ON HIS TEAM AND THE BERKSHIRE COMMUNITY

Is there anything else that you would like to let our readers know about BHS and the Berkshires? I do want to reiterate the point that neither people nor organizations make it on their own. We have benefitted from a great leadership team, a board that has always been supportive even when it wasn’t easy to be, and we have remarkable clinicians and employees. I can’t even begin to thank them enough for all they have contributed. Our patients benefit every day, in ways that are reaffirming by the response that second homeowners have to our organizations when they come for care. They are just so complimentary to the experiences that they’ve had in all of our facilities. It’s heartwarming. Third-party validation also is important.

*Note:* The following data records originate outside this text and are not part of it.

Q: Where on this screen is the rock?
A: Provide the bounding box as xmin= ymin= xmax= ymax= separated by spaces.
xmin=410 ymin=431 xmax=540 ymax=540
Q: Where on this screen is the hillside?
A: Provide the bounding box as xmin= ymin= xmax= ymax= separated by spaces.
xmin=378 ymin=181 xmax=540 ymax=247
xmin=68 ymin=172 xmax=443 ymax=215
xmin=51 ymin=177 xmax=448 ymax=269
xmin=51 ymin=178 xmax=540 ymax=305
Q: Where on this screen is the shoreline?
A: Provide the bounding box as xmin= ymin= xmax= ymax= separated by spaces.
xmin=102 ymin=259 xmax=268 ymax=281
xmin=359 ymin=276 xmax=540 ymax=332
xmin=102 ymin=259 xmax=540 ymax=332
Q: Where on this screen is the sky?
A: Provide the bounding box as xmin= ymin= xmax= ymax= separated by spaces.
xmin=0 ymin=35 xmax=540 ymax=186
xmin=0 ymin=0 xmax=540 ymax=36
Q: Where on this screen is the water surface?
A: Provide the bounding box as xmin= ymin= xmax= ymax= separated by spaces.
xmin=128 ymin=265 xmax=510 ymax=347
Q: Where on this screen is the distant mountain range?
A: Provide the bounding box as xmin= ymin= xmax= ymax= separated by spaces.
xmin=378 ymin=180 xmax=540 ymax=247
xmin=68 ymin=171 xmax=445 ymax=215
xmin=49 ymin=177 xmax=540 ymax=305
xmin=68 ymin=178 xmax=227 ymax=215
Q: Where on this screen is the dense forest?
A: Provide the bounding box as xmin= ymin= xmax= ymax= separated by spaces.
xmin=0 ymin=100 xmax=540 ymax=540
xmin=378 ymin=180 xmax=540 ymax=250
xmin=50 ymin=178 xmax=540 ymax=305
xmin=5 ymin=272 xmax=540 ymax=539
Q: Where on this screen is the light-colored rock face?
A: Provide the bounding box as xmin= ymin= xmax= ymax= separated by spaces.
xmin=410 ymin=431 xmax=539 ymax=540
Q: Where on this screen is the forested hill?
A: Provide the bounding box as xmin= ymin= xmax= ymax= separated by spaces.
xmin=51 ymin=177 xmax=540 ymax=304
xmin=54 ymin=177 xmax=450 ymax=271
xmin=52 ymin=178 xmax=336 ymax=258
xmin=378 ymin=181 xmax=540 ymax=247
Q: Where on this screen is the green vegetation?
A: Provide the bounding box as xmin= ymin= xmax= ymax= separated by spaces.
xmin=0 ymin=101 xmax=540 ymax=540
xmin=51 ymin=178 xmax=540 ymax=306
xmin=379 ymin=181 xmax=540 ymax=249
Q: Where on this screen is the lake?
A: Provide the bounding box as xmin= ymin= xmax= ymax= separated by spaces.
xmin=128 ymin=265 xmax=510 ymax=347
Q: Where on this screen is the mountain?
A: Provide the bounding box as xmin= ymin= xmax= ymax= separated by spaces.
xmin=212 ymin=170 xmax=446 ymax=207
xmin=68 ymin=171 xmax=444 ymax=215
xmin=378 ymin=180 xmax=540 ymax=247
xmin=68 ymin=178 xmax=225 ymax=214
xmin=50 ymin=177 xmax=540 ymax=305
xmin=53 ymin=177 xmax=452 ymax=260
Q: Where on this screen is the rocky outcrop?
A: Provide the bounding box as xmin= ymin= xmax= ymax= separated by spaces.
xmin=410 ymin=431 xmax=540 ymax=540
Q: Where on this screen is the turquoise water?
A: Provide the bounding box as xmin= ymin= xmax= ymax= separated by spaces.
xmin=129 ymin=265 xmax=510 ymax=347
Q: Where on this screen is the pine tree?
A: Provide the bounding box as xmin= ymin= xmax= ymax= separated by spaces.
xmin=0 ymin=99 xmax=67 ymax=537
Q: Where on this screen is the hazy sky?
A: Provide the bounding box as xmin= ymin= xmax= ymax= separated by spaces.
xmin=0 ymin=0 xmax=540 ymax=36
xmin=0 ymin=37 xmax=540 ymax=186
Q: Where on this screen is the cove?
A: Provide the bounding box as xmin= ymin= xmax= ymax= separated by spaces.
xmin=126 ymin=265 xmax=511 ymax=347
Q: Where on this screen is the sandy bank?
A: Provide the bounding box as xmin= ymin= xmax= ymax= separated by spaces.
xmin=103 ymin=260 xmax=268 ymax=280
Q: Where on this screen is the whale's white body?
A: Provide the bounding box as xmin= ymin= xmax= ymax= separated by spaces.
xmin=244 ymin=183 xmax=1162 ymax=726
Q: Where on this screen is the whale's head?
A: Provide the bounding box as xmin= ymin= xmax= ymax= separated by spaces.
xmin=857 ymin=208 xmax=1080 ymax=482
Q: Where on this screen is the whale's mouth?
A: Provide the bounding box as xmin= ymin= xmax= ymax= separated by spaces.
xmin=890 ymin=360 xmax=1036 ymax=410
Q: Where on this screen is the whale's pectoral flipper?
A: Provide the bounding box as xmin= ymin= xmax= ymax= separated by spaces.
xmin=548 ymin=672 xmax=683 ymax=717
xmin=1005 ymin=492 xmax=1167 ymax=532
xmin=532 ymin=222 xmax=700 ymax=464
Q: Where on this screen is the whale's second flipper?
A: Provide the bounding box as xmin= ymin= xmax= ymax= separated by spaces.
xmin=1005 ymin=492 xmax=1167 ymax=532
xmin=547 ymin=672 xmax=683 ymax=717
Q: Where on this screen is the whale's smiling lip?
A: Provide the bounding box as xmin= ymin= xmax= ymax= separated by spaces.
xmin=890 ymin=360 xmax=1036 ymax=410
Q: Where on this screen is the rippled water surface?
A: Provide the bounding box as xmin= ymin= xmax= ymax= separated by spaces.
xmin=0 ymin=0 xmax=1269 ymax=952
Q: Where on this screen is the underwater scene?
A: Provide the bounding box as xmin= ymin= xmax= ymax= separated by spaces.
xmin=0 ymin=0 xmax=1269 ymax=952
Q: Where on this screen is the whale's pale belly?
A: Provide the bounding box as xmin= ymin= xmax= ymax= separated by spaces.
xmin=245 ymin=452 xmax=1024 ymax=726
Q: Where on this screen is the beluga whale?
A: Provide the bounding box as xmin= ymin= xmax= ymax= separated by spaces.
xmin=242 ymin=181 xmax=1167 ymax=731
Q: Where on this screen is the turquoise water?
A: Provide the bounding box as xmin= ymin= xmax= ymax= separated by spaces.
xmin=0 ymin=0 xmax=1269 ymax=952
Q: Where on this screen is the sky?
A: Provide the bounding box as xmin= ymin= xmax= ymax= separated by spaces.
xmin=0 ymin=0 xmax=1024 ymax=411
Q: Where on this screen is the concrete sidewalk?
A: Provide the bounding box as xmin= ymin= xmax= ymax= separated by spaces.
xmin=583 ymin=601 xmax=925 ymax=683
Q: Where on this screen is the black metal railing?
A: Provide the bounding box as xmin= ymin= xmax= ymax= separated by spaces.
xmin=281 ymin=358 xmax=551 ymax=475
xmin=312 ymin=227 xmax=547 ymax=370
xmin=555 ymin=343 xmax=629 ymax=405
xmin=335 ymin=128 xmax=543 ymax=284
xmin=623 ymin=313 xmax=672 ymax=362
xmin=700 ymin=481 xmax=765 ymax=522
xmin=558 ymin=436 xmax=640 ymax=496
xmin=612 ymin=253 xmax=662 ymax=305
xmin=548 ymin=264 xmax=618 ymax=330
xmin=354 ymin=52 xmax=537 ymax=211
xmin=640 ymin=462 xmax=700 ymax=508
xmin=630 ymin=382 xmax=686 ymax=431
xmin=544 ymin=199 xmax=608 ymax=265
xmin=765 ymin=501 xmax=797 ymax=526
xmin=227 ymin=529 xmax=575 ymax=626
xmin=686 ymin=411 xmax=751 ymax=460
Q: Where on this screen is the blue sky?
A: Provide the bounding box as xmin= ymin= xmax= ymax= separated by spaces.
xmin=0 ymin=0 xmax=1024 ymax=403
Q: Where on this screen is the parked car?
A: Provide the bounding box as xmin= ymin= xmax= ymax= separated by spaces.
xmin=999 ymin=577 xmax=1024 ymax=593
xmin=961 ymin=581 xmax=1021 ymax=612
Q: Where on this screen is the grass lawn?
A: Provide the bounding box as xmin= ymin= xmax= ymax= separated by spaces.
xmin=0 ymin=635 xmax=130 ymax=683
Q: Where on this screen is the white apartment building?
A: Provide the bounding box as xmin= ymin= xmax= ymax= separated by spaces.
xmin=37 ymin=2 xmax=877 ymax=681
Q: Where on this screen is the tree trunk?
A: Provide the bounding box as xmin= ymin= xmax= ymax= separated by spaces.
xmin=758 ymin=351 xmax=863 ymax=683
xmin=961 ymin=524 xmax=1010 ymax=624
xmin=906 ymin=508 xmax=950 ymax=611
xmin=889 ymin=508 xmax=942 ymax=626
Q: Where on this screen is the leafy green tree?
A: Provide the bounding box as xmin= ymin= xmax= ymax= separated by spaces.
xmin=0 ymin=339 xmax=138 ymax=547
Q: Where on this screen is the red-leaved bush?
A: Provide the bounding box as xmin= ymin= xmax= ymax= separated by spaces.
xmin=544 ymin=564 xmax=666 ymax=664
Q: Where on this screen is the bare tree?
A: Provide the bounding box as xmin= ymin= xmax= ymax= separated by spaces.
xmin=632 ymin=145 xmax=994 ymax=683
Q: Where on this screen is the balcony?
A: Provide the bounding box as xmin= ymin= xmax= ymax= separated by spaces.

We look at data, we have quality indicators, we monitor, we have organizations whose job it is to provide good information on how well you do relative to the industry as a whole, financially and clinically. But there’s nothing that’s more comforting and reassuring than a patient pointing out the special care they got from one of your employees or one of your doctors. At the end of the day, we are all here to create an environment that allows our clinicians to excel and to give every physician who comes here a good career path, to practice medicine in an environment that makes them feel proud.